My Tiny Study Finds No Effect For Ketone Esters as a Nootropic

Several months ago I announced an RCT  I was running for a client to test ketone esters as a nootropic. After many more months than planned (pro-tip: do not create a study that depends on people with ADHD following a finicky multi-step process, and if you must, make your ops perfect) I failed to find an effect of ketone esters on productivity. It was a small study and a lot went wrong so this failure isn’t conclusive, but since I expected to find an enormous effect size, I’m still pretty disappointed. 

I originally intended to write up detailed results and a post-mortem on experimental operations. I’m unfortunately pressed for time right now, and can’t work up the motivation to detail exactly how little effect ketone esters had. If you’re considering running your own experiment and want the details, please reach out here or over email; I’m happy to share if it will be useful, but I didn’t want to delay publishing over details that probably don’t matter. However, you can see the experimental protocol in detail here. If you check, the hash of that file matches the hash in the recruitment doc.
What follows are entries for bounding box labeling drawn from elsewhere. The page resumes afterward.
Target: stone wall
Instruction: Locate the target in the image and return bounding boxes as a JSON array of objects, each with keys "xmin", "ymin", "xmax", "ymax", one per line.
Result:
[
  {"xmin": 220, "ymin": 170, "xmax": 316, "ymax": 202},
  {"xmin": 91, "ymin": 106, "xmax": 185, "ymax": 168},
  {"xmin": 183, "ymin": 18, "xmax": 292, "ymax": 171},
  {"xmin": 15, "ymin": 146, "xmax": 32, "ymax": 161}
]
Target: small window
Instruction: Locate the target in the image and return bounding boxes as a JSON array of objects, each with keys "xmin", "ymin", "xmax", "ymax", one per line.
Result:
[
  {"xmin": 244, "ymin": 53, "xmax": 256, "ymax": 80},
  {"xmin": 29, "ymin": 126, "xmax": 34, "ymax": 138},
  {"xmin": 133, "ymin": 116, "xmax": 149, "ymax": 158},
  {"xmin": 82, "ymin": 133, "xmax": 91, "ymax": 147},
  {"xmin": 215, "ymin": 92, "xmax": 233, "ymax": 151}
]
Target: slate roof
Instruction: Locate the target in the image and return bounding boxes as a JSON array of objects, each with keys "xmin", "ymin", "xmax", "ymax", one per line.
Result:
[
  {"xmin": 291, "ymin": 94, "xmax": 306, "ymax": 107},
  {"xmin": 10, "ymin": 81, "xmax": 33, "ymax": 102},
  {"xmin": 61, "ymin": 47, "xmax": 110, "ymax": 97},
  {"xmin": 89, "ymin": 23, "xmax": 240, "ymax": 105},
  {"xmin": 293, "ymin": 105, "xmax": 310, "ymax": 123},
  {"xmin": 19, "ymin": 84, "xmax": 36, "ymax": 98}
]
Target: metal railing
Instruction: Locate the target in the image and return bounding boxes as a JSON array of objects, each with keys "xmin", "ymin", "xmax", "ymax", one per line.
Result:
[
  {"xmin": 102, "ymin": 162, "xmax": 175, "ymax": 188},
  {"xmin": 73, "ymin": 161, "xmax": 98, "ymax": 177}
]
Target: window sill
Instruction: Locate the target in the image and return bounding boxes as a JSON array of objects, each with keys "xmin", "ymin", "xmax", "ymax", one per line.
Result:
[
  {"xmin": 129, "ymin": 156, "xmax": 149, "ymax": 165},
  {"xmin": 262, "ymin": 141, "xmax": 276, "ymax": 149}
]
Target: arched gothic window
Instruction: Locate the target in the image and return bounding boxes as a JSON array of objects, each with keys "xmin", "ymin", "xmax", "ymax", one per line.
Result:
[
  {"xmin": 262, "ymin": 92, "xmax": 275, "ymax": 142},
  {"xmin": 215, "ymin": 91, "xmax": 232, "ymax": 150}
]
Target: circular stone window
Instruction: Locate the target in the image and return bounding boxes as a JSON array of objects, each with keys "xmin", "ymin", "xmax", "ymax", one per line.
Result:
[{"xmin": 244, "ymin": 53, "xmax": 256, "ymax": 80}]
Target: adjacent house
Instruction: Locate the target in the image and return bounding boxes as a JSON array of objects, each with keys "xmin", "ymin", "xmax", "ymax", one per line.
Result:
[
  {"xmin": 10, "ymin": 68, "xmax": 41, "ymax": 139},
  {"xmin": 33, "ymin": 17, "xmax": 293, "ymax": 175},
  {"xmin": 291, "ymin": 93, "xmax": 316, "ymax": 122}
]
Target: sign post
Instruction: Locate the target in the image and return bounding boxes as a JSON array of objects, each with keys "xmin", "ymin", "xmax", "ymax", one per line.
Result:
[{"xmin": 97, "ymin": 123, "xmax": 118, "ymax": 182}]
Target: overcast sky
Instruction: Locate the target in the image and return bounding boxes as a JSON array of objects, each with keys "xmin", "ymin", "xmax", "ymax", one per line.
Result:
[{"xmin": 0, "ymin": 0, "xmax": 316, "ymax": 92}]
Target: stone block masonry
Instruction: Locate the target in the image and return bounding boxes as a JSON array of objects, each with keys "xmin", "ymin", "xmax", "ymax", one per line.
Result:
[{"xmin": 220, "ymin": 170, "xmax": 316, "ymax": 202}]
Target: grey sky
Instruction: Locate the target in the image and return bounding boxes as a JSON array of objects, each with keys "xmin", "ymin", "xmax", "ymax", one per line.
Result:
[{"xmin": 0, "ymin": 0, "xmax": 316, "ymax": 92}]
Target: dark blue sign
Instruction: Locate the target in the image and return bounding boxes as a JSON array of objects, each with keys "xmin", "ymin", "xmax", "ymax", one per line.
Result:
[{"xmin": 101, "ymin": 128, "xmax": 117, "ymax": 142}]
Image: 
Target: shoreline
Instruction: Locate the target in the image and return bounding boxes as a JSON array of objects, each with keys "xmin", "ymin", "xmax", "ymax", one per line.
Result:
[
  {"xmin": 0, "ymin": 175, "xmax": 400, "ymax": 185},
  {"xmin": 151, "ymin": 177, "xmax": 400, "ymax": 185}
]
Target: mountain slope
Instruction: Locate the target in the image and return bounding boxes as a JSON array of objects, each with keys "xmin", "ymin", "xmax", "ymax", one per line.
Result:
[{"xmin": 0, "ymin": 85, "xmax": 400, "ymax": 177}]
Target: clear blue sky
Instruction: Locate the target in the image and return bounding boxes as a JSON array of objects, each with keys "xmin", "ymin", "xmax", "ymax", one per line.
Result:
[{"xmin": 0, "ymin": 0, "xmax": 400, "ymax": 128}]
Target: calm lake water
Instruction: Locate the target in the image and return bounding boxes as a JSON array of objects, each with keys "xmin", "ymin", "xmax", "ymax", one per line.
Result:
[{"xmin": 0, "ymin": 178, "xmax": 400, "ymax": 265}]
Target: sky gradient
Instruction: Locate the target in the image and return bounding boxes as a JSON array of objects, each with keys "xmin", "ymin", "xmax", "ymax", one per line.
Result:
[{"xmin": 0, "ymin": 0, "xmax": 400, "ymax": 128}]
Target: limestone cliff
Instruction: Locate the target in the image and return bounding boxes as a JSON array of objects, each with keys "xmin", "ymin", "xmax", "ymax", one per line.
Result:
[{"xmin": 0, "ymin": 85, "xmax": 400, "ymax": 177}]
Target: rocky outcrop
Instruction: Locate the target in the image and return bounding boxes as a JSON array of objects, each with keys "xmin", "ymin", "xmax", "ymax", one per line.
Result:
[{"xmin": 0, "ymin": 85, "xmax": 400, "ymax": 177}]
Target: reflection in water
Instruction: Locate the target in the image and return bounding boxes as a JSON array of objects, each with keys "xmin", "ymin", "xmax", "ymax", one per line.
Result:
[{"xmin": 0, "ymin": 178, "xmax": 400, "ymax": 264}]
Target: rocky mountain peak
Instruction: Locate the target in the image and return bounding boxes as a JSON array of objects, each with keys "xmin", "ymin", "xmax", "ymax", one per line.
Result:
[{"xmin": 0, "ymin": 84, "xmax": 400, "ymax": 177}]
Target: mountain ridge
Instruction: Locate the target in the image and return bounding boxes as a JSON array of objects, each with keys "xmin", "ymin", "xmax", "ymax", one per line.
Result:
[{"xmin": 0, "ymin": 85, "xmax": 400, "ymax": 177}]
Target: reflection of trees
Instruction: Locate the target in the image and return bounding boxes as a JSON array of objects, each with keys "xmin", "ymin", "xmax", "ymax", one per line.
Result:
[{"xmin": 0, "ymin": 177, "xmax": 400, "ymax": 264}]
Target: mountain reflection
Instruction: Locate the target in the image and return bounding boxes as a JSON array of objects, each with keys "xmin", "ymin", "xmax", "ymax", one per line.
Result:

The overall outcome: if you compare the average productivity for control and treatment days per person, and then average the per person difference together, that average is -0.2 (scale of 1-10), meaning treatment made people slightly worse on average. If you include only people who completed more than 10 of the planned 14 observations (4 out of 7), the average improvement is 0.3 (same 1-10 scale). The largest improvement for any one person was 1.1. I didn’t bother to check for statistical significance because even if it eked out a p-value, the real-world significance is too small.  

This result is confusing, because ketone esters obviously work really well for me, and a few other people I know. That could be a placebo, but the effects are so strong and consistent that that seems unlikely. It’s possible there was an experimental error – our operations were really not what they needed to be for a study of anyone, much less people specifically selected for having difficulties with organization – but even if I squint at the data I can’t see the kinds of patterns that might hint at that. Or the design could have been flawed; I was trading off ideal circumstances and ease of use for volume of participants. 

Given these results, I intend to keep taking ketone esters when they feel helpful to me, but can’t recommend them as in any way vindicated for mass use as a nootropic.